Sunday, November 06, 2005

Coffee granita

Coffee granita with baileys whip cream - a twist on after dinner coffee.

Granita from Gourmet, Baileys whip cream from Scott


2 cups hot espresso or strong coffee
1/2 cup sugar
2 tsp vanilla

Stir together coffee and sugar until sugar is dissolved. Stir in vanilla. Pour into an 8 inch metal pan and freeze, stirring every 30 mins until slushy, about 1 1/2 to 2 hours.

Stir vigorously until smoother in texture. Freeze until firm enough to scoop, about 30 minutes more.

Baileys Whip Cream:

Whip heavy cream until at soft peaks. Add Baileys liquer to taste, and whip 2 or 3 minutes more.

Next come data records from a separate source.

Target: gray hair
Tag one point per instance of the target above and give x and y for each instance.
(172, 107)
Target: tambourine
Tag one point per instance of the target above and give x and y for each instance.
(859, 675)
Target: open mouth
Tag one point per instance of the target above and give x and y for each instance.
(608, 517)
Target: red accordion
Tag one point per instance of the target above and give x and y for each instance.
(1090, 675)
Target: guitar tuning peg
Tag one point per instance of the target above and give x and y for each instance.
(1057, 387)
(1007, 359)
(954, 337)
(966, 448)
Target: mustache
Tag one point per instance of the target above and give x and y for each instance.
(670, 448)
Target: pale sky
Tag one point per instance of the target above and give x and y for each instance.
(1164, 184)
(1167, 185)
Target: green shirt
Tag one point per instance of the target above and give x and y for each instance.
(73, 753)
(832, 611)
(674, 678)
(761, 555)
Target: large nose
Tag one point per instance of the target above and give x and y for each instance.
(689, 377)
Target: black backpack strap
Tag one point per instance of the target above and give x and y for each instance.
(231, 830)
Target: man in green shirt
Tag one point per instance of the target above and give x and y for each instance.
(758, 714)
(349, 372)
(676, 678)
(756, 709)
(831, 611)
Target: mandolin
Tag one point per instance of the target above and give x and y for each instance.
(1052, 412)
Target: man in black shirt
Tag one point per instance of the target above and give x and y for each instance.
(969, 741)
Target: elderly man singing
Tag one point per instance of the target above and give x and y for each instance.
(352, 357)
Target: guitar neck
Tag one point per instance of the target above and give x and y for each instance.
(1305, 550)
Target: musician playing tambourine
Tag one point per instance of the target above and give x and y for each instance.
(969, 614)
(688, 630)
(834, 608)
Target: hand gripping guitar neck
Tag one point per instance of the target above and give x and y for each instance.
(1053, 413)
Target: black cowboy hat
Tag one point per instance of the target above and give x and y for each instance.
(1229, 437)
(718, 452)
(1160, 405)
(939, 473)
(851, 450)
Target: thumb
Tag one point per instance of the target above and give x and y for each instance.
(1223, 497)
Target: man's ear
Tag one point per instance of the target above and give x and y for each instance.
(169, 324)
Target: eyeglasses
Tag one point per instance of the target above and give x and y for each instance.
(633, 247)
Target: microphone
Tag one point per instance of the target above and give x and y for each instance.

Spoon granita into glasses or bowls and top with cream.


Evolved Yarn said...

Hi from a fellow Calgarian. I just left you a comment on your June 22nd entry. I love your blog and the references to our lovely, but cold city!
Keep up the good work!

it's only fuel said...

Oh wow....frozen coffee and Bailey's whipped cream on top....can it get any better than that?! It's so simple, yet I never ever come up with things like this.

Sara said...

It is so good and very easy. Give it a try!